Webinars
Dr. Wasser is pleased to be invited to deliver lectures at the invitation of Renaissance art historian Dr. Rocky Ruggiero. From this page, you may attend and view recordings.
Let Me Tell You About the Birds and the Bees
LEONARDO DA VINCI AND THE NATURAL WORLD
Presented by Dr. Jeremy Wasser with Additional Commentary by Dr. Rocky Ruggiero
Leonardo’s drawings of birds and his exploration into the mystery of bird flight are well documented in what is now known as the Codex on the Flight of Birds. In it, da Vinci speculates on the nature of bird flight and suggests devices and methods to test his concepts on how birds achieve their mastery of the air. He also writes of birds and bird flight in the Codex Atlanticus.
Leonardo da Vinci illustrated many other domestic and wild animals: horses—as noted by Vasari—but also dogs, cats, bears and a multitude of insects. His simple sketch of a dragonfly in flight accurately depicted the alternation of the flapping of the fore and hind wings. Thanks to the use of high-speed cameras, we now know that this wing beat pattern is accurate. However, it is not visible to the ordinary human eye.
Come along on a nature walk, with Leonardo da Vinci and physiologist and medical historian, Dr. Jeremy Wasser. We will explore da Vinci’s relationship and understanding of the natural world and how it influenced his representations of mammals, birds, insects, and other creatures. See what Leonardo saw when he observed animals as only he could. Share in the magic and the mystery of da Vinci’s natural world.
Call the Midwife
Women healers from the middle ages to the renaissance
Presented by Dr. Jeremy Wasser with Additional Commentary by Dr. Rocky Ruggiero
Women are conspicuous by their absence from the annals of medical history. The principal reason for this lies in the patriarchal nature of Western societies from Antiquity into the modern era. Women were, for the most part, strictly forbidden from the formal study of medicine (or any other university discipline). With the possible exception of women healers like Trotula and the other so-called “ladies of Salerno”, we have very few records of women as professors of medicine or as recognized masters of the healing arts from the Middle Ages and Renaissance.
In spite of this millennia-long bias, women have played important roles as healers throughout human history.

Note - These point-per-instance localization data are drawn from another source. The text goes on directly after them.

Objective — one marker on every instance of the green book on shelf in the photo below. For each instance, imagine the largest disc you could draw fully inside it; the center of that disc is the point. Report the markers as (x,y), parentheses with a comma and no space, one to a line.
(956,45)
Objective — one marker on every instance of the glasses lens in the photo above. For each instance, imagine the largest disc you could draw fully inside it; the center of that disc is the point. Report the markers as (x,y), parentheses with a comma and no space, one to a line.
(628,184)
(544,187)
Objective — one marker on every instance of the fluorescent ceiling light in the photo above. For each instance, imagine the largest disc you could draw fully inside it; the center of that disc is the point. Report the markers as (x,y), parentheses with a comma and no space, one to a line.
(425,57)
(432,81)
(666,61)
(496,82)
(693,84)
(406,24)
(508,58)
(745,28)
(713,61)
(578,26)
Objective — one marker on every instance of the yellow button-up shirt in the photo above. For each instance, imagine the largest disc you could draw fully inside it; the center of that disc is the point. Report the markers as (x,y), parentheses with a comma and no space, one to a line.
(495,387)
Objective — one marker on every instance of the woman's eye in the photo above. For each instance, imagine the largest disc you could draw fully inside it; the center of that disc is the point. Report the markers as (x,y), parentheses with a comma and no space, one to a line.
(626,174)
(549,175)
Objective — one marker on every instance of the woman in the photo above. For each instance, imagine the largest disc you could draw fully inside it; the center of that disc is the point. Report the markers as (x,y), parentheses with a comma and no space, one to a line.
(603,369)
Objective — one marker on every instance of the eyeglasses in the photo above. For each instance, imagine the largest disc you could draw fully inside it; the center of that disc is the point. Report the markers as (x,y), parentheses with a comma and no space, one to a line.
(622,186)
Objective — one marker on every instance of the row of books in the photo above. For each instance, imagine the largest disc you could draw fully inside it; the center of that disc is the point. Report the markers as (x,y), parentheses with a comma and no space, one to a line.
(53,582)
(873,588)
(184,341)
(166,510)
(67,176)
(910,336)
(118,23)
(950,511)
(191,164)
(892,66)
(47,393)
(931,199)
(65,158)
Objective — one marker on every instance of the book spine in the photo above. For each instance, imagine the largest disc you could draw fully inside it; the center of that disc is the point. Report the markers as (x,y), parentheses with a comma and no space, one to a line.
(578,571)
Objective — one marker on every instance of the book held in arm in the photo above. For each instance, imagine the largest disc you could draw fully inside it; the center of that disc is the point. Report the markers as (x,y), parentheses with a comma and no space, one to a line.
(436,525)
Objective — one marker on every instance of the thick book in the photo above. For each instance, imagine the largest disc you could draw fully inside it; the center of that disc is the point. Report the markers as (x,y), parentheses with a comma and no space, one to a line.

Working as midwives, herbalists, pharmacists, and practitioners of “folk medicine,” women healers have quite possibly examined and treated more patients than their male counterparts.
Join Dr. Jeremy Wasser as we redress this gender imbalance in medical history. This course will explore the ways in which women healers were trained, the specific medical specialties in which they worked, and the ways in which they interacted with their patients, especially female patients. We will also take a look at the response of the male medical community to the presence of women healers in their midst, a response that led, for example, to the formalization of midwifery training and the advent of the “male midwife” beginning in the 16th century.
The Notorious HVB
The Mystical and Medical World of Hildegard von Bingen
Presented by Dr. Jeremy Wasser with Additional Commentary by Dr. Rocky Ruggiero
On September 16 in the year 1098, Mechthild of Merxheim was delivered of her 10th child. As was the custom, the little girl was given to the Church at the age of eight as an “oblate”, destined to become a nun and live a life of service to God. Thus began the saga of one of the most famous and fascinating women in Church history, Hildegard von Bingen.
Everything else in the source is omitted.